Su entusiasmo fué enfriándose un poco al notar la serenidad con que escuchaba la bailarina el relato de su descubrimiento en el cinema.
—Es curioso—se limitó á decir—, verdaderamente curioso.
Y adivinó cuál era el deseo de su abuela.
—¿Quieres llevarme á verlo? Bueno; te acompañaré esta noche, pero con una condición: la de que te quedarás á comer conmigo.
El recuerdo de su hermano había hecho surgir en ella otros recuerdos.
—¡Ay, abuelita! No es el pobre Alberto el único que fué á la guerra. Otros hay que viven aún; y los que viven inspiran mayores preocupaciones que los muertos.

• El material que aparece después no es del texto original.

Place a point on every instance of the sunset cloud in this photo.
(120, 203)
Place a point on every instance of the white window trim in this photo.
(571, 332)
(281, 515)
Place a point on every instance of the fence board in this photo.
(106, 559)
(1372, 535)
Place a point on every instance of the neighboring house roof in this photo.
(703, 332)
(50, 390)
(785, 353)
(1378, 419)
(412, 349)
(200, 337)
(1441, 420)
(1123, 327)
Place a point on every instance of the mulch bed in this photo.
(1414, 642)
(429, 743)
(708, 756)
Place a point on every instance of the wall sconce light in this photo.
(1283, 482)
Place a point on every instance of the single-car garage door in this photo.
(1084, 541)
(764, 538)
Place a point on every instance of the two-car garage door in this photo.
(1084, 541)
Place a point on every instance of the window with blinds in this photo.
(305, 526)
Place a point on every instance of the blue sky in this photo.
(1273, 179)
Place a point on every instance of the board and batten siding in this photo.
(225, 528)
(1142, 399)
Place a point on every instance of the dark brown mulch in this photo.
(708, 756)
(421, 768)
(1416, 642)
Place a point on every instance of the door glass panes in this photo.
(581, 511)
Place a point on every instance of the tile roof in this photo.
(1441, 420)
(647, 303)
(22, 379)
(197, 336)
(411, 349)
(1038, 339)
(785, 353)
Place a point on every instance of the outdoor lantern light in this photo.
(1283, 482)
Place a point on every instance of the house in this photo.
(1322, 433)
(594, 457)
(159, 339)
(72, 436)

Pensaba en su amigo, un joven rico que la verdulera no había visto nunca, pero, según murmuraba la gente, acabaría casándose con Julieta.
No pudieron hablar más. Era la hora del té, y empezaron á llegar las amigas de la señora, todas vestidas con unos trajes elegantes, raros y vistosos, que hacían parpadear á la vieja, desorientándola en sus opiniones. Algunas, á pesar de sus extraordinarias vestimentas, envidiaban el luto de Julieta. Una de ellas fué más lejos en la manifestación de sus deseos:
—¡Qué suerte tener un muerto en la familia! ¡El negro sienta tan bien!...

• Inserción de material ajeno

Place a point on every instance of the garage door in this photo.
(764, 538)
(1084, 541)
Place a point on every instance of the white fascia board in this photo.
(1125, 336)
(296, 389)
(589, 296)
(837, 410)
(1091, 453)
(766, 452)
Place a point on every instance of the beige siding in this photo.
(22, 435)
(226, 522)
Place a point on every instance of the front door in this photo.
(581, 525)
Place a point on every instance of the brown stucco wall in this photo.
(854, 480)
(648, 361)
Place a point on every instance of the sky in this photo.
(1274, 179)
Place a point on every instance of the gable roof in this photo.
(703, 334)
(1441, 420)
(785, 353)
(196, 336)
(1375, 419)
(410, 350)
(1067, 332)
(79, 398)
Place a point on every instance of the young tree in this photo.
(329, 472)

Todas fumaban. Se habían tendido en el suelo, sobre pieles de oso blanco ó redondos almohadones de seda, abullonados y con un botón hondo en el centro, semejantes á calabazas. Unas se estiraban lo mismo que fieras perezosas, sin reparar en lo que dejaban al descubierto; otras apoyaban la mandíbula en las rodillas, mientras mantenían éstas entre sus brazos cruzados.